The defendant first complains that there was insufficient evidence of a defect in the seat belt.

Before there could be a recovery under any of the three theories of products liability, the plaintiff had the burden of proving that the product was defective at a time when the defendant had possession, control, or responsibility for its condition. 63 Am.Jur.2d, Products Liability, § 10, p. 20. A product is deemed defective when it is not reasonably fit for the purpose for which it was intended to be used. Larsen v. General Motors Corporation, 1968, 8 Cir., 391 F.2d 495.

The only evidence of a defect in the seat belt was presented by the plaintiff's expert witness, Dr. Nelson. As indicated above, Dr. Nelson testified that the seat belt severed under low pressure due to its defective design. The defendant argues, however, that his opinion should have been disregarded for the reason that it was contradicted by undisputed physical facts.

It is true that the opinion of an expert witness may properly be disregarded where the premises upon which it is based are opposed to unquestioned physical facts. Podio v. American Colloid Co., 1968, 83 S.D. 528, 162 N.W.2d 385. In the present case, however, it cannot be said that the opinion of the plaintiff's expert was contradicted by undisputed physical facts. The most that can be said is that there was a conflict between the opinions of the plaintiff's expert and the defendant's expert. Acceptance or rejection of the expert testimony of either was a matter for the jury and their determination will not be disturbed.


The defendant next contends that the plaintiff failed to prove that the alleged defect in the seat belt was the proximate cause of the decedent's death. In support of this argument, the defendant argues that based upon the evidence presented, it was speculation to conclude that the decedent died after his seat belt severed or that he would have survived if his seat belt had remained intact.

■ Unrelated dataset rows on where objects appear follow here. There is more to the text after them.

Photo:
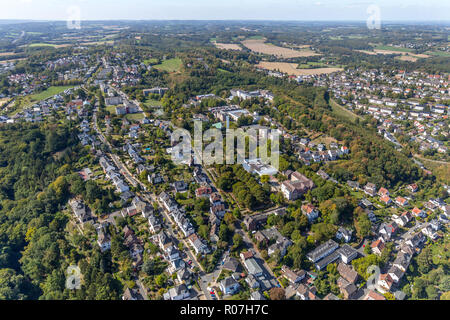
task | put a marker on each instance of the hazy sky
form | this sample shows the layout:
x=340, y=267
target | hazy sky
x=224, y=9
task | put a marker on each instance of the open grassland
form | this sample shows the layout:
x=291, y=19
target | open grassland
x=44, y=45
x=227, y=46
x=438, y=53
x=171, y=65
x=342, y=112
x=33, y=98
x=135, y=116
x=150, y=61
x=50, y=92
x=392, y=48
x=260, y=46
x=291, y=68
x=405, y=55
x=97, y=43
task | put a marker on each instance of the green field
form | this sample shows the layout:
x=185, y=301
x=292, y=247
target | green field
x=341, y=112
x=42, y=45
x=135, y=116
x=152, y=103
x=150, y=61
x=31, y=99
x=255, y=38
x=393, y=48
x=50, y=92
x=171, y=65
x=438, y=53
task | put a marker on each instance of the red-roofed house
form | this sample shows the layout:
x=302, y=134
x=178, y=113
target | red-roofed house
x=401, y=201
x=377, y=247
x=386, y=200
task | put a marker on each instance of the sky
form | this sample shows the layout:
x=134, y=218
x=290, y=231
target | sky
x=355, y=10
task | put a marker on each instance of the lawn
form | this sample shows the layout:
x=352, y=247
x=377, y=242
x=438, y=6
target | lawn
x=391, y=48
x=439, y=53
x=50, y=92
x=135, y=116
x=31, y=99
x=152, y=103
x=150, y=61
x=342, y=112
x=171, y=65
x=42, y=45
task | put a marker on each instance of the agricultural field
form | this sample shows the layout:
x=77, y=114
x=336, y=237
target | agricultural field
x=50, y=92
x=150, y=61
x=260, y=46
x=438, y=53
x=135, y=116
x=405, y=55
x=392, y=48
x=291, y=68
x=227, y=46
x=171, y=65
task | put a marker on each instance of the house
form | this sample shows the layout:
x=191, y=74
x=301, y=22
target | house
x=401, y=201
x=353, y=184
x=418, y=212
x=231, y=265
x=429, y=232
x=218, y=210
x=322, y=251
x=310, y=212
x=184, y=275
x=386, y=200
x=180, y=292
x=413, y=187
x=383, y=192
x=229, y=286
x=198, y=245
x=303, y=292
x=405, y=248
x=104, y=241
x=370, y=189
x=402, y=261
x=323, y=174
x=395, y=273
x=331, y=296
x=254, y=222
x=297, y=186
x=164, y=241
x=256, y=295
x=154, y=224
x=347, y=289
x=204, y=191
x=246, y=255
x=347, y=273
x=377, y=247
x=180, y=186
x=253, y=267
x=372, y=295
x=130, y=294
x=416, y=240
x=347, y=253
x=344, y=234
x=385, y=283
x=293, y=277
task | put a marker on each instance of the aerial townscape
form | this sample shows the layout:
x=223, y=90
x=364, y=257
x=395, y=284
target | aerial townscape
x=356, y=208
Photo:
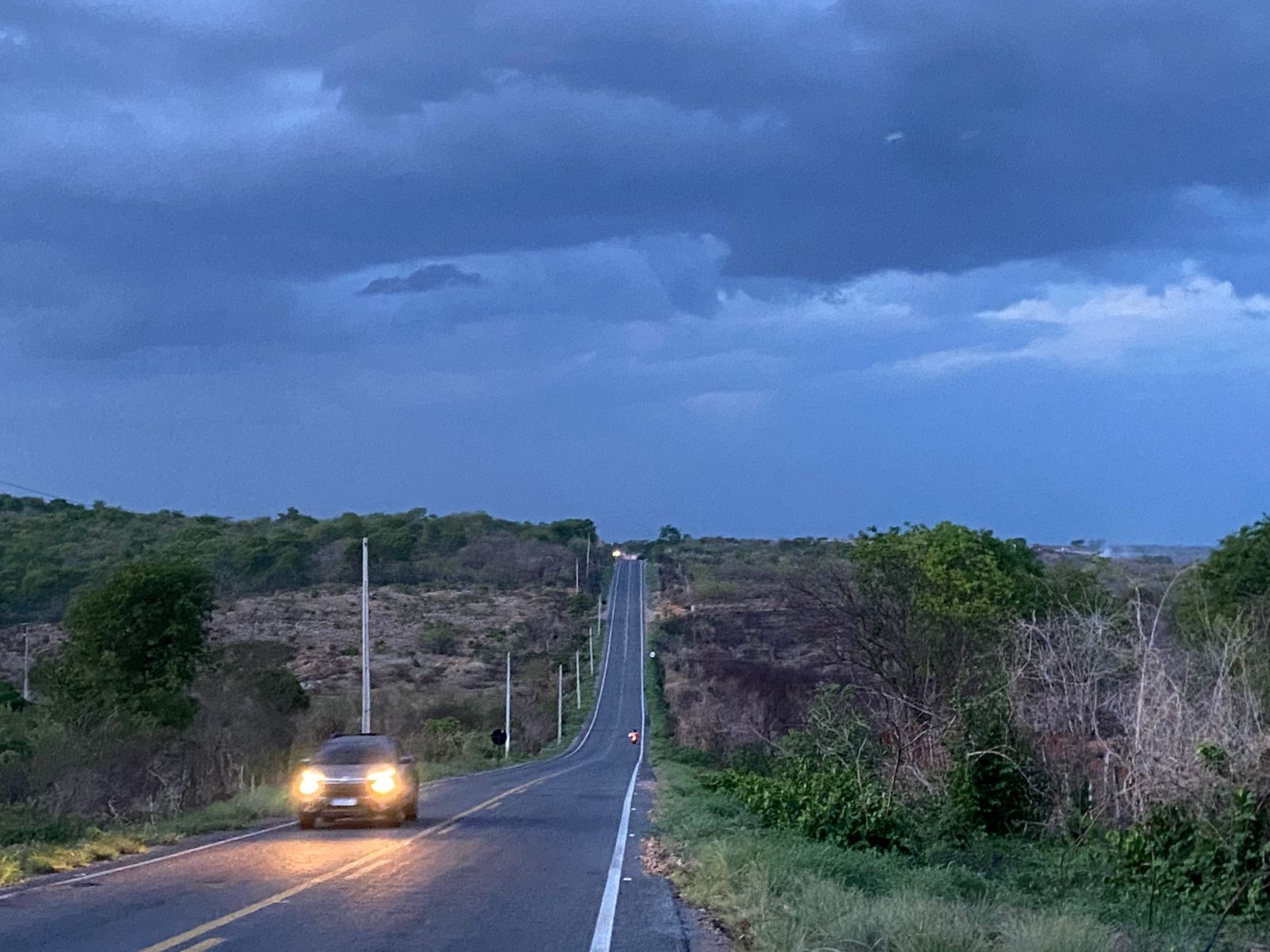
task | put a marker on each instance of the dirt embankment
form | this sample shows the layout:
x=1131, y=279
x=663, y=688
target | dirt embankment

In this case, the circumstances of the accident precluded a direct determination of the cause of manner or the decedent's death. Therefore, to sustain her burden of proof on the issue of causation, the plaintiff was compelled to rely on the expert opinions of Dr. Nelson and George Behrens. As indicated above, both witnesses expressed the opinion that the decedent received the fatal injury after his seat belt severed and he was ejected from his station wagon. Dr Nelson also expressed the opinion that Engberg would have survived if his seat belt had remained intact. The opinions of both witnesses were based upon proven facts and thus were not a matter of conjecture.